Justin Trudeau President Trump wearing dark suits, standing in front of US flag, Trump points to Trudeau
He's with me
Oct 01, 2018
WASHINGTON, DC -- Late Sunday night negotiations closed with Canada to create a new trilateral trade agreement with the United States and Mexico to replace the twenty-plus year old North American Free Trade Agreement (NAFTA).  The U.S.-Mexico-Canada Agreement (USMCA) was a key trade policy objective of the Trump administration, and President Trump noted on Monday, "It is a great deal for all three countries, solves the many deficiencies and mistakes in NAFTA, greatly opens markets to our Farmers and Manufacturers, reduces Trade Barriers to the U.S. and will bring all three Great Nations together in competition with the rest of the world."

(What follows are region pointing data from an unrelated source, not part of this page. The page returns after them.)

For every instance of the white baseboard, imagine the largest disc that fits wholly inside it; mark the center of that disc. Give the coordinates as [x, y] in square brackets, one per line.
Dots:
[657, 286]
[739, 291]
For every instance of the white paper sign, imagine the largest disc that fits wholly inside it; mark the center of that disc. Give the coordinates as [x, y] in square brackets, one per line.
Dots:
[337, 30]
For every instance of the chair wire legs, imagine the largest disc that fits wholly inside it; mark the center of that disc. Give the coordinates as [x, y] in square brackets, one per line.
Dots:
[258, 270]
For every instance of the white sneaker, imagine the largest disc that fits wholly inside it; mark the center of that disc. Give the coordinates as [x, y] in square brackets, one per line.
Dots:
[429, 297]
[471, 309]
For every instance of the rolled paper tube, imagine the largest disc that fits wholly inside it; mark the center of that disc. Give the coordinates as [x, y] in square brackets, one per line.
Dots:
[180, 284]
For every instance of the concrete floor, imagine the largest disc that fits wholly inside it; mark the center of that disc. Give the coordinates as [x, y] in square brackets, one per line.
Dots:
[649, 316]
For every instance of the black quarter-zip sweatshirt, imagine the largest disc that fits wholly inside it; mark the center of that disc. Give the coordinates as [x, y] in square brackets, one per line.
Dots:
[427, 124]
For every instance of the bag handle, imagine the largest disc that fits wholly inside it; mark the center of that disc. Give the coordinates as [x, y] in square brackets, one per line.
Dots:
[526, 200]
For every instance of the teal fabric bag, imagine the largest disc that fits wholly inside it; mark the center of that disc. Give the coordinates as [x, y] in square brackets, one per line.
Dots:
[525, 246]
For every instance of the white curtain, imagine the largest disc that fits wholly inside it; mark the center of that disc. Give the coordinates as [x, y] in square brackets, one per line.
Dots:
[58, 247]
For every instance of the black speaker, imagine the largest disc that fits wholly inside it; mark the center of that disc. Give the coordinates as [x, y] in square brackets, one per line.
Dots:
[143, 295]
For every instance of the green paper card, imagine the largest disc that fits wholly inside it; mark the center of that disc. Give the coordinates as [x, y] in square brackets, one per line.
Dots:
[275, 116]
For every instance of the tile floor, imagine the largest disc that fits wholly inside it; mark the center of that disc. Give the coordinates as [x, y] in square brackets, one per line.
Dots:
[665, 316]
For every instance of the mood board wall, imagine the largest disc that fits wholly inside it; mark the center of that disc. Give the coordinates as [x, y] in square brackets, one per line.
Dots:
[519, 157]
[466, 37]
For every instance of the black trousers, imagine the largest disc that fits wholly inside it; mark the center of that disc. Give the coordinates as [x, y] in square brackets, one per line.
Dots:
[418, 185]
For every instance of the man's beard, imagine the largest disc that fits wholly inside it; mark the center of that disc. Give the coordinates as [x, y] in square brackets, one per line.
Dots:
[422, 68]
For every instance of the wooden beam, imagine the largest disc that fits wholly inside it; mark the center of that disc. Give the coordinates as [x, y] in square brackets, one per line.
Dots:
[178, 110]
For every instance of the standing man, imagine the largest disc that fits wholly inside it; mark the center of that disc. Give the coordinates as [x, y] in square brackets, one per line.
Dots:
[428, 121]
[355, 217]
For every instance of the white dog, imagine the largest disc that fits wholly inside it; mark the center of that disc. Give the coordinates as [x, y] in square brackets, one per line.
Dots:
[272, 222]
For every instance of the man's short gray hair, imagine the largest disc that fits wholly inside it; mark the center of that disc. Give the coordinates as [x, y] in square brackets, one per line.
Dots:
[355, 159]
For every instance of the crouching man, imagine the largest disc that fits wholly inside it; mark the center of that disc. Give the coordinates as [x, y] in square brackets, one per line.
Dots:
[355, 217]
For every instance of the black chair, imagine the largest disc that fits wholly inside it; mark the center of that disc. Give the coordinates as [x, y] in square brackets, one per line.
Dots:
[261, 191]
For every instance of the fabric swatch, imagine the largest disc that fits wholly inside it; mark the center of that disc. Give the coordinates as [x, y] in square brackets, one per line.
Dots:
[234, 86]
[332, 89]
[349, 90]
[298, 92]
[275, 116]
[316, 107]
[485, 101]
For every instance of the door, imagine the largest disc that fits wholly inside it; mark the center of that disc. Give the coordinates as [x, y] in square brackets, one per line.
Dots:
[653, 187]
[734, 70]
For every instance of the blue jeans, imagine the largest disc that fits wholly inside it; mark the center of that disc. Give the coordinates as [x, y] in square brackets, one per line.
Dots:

“USA Rice has long called for the conclusion of negotiations to modernize NAFTA in a way that preserves and strengthens access for U.S. rice in Mexico and Canada, two of our largest export markets,” said Bobby Hanks, chair of the USA Rice International Trade Policy Committee and a Louisiana miller.  “The USMCA does this by preserving duty free access and improving on the sanitary and phytosanitary provisions of the deal.  We applaud the administration for bringing these talks to a close.”

The United States and Mexico reached agreement several weeks ago on modernized text but several difficult issues including Canada’s dairy policy and access for U.S. exports, dispute settlement provisions, and the treatment of auto imports from Canada under pending U.S. trade actions caused negotiations with Canada to go down to the wire.

In the end, Canada reportedly agreed to increase access for U.S. dairy exports above that agreed in the Trans Pacific Partnership Agreement (TPP) and to change certain domestic dairy policies; the U.S. agreed to preserve certain dispute settlement procedures from NAFTA important to Canada; and the two countries reached an accommodation on the level of auto imports from Canada should action be taken on auto imports by the United States in the future under Section 232 authority.

“While there are a number of procedural hurdles to go through on the U.S. side in connection with statutory requirements for congressional consideration and approval of the USMCA, this agreement is good news for U.S. rice producers, millers, and exporters,” concluded Hanks.